In a recent report by the French National Agency for Information Systems Security (ANSSI), it was revealed that the surge of cyberattacks targeting French companies has not spared them amidst the wave of attacks on edge devices. The annual report highlighted the challenges faced by the state cybersecurity agency in responding to more than 4,300 incidents in 2024, reflecting a 15% increase compared to the previous year.
The spike in cyber incidents was largely attributed to the hosting of the Paris Summer Olympics, during which cyber actors attempted to disrupt the games. The attacks came in various forms, including distributed denial of service attacks by self-proclaimed hacktivist groups, ransomware attacks, and a suspected Chinese cyber espionage operation. Despite these challenges, the Olympics proceeded smoothly without major disruptions.
One notable attack mentioned in the report involved hackers exploiting a vulnerability in Palo Alto firewalls, specifically CVE-2024-3400, to launch a ransomware attack on a telecom firm. Additionally, the report outlined a list of edge device vulnerabilities that ANSSI addressed, with a significant number of incidents stemming from zero-day exploits in Ivanti gateways.
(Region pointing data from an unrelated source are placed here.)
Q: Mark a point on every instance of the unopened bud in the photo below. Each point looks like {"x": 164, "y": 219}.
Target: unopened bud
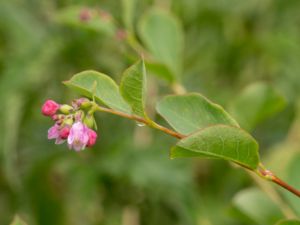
{"x": 66, "y": 109}
{"x": 92, "y": 138}
{"x": 49, "y": 108}
{"x": 57, "y": 117}
{"x": 84, "y": 103}
{"x": 89, "y": 120}
{"x": 64, "y": 132}
{"x": 68, "y": 121}
{"x": 79, "y": 115}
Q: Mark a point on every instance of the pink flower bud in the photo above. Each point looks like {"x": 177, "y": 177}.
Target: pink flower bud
{"x": 54, "y": 133}
{"x": 64, "y": 132}
{"x": 92, "y": 138}
{"x": 49, "y": 108}
{"x": 79, "y": 136}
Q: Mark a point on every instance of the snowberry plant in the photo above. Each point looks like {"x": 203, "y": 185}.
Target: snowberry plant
{"x": 204, "y": 129}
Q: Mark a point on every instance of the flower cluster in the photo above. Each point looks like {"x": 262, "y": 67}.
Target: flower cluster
{"x": 72, "y": 123}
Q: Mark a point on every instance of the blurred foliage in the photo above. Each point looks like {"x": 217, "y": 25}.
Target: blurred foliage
{"x": 128, "y": 178}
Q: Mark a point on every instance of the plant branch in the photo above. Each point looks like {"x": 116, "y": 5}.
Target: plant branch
{"x": 269, "y": 175}
{"x": 262, "y": 172}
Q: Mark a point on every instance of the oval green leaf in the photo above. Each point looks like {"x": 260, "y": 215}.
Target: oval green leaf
{"x": 255, "y": 104}
{"x": 105, "y": 90}
{"x": 133, "y": 86}
{"x": 221, "y": 142}
{"x": 191, "y": 112}
{"x": 162, "y": 34}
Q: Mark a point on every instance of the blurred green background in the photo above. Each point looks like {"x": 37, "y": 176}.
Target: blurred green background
{"x": 128, "y": 178}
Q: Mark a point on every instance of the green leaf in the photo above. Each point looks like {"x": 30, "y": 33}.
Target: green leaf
{"x": 133, "y": 88}
{"x": 128, "y": 13}
{"x": 160, "y": 70}
{"x": 18, "y": 221}
{"x": 163, "y": 35}
{"x": 105, "y": 89}
{"x": 191, "y": 112}
{"x": 87, "y": 18}
{"x": 221, "y": 142}
{"x": 256, "y": 103}
{"x": 288, "y": 222}
{"x": 257, "y": 206}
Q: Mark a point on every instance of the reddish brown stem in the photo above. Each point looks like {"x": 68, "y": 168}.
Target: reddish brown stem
{"x": 266, "y": 174}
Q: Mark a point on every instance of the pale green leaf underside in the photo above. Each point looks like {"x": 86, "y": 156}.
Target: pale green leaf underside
{"x": 18, "y": 221}
{"x": 105, "y": 89}
{"x": 255, "y": 104}
{"x": 162, "y": 34}
{"x": 191, "y": 112}
{"x": 222, "y": 142}
{"x": 133, "y": 88}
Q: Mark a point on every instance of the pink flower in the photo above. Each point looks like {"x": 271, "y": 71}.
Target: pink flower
{"x": 64, "y": 132}
{"x": 49, "y": 108}
{"x": 54, "y": 133}
{"x": 79, "y": 136}
{"x": 92, "y": 138}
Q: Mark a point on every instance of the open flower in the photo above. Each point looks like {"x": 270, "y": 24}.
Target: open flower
{"x": 79, "y": 136}
{"x": 49, "y": 108}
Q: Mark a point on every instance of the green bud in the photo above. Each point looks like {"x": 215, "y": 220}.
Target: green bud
{"x": 66, "y": 109}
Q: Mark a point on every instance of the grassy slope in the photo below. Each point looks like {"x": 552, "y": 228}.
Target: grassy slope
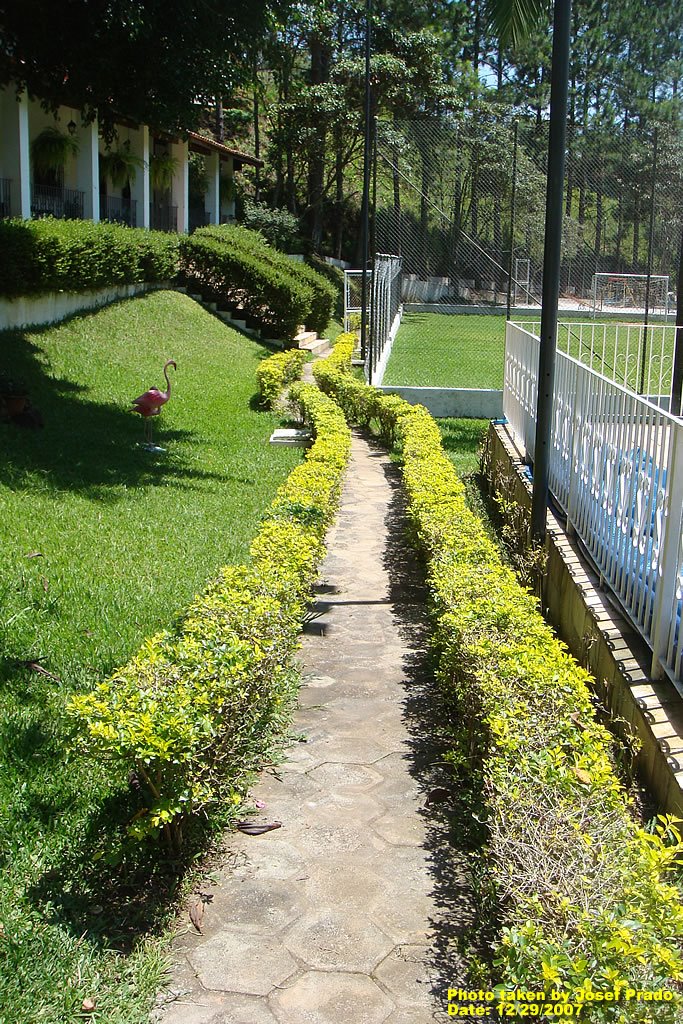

The agency also observed instances of hackers targeting devices from Fortinet, Check Point, and other Ivanti devices.
The report also detailed a cyber threat group, tracked as UNC5174, utilizing zero-day exploits in Ivanti’s Cloud Service Appliance, indicating sophisticated tactics employed by these threat actors. In particular, French telecom companies were a frequent target of cyber espionage activities, with ANSSI responding to several compromises within the sector. These incidents included compromises of core networks and satellite communications operators, highlighting the pervasive nature of cyber threats in the telecommunications industry.
To evade detection and attribution, hackers utilized operational relay box networks (ORBs) to obfuscate their origins and complicate defense efforts. The use of legitimate network devices further complicates detection and blocking of malicious traffic, making it challenging for organizations to identify and mitigate cyber threats effectively.
Overall, the report underscores the evolving landscape of cybersecurity threats faced by French companies, particularly in the context of edge device hacking and nation-state driven attacks. ANSSI continues to adapt its strategies to combat these threats and enhance the resilience of critical infrastructure against cyber adversaries. The resurgence of cyberattacks targeting France in 2024 serves as a poignant reminder of the importance of robust cybersecurity measures to safeguard against evolving threats in an increasingly digital world.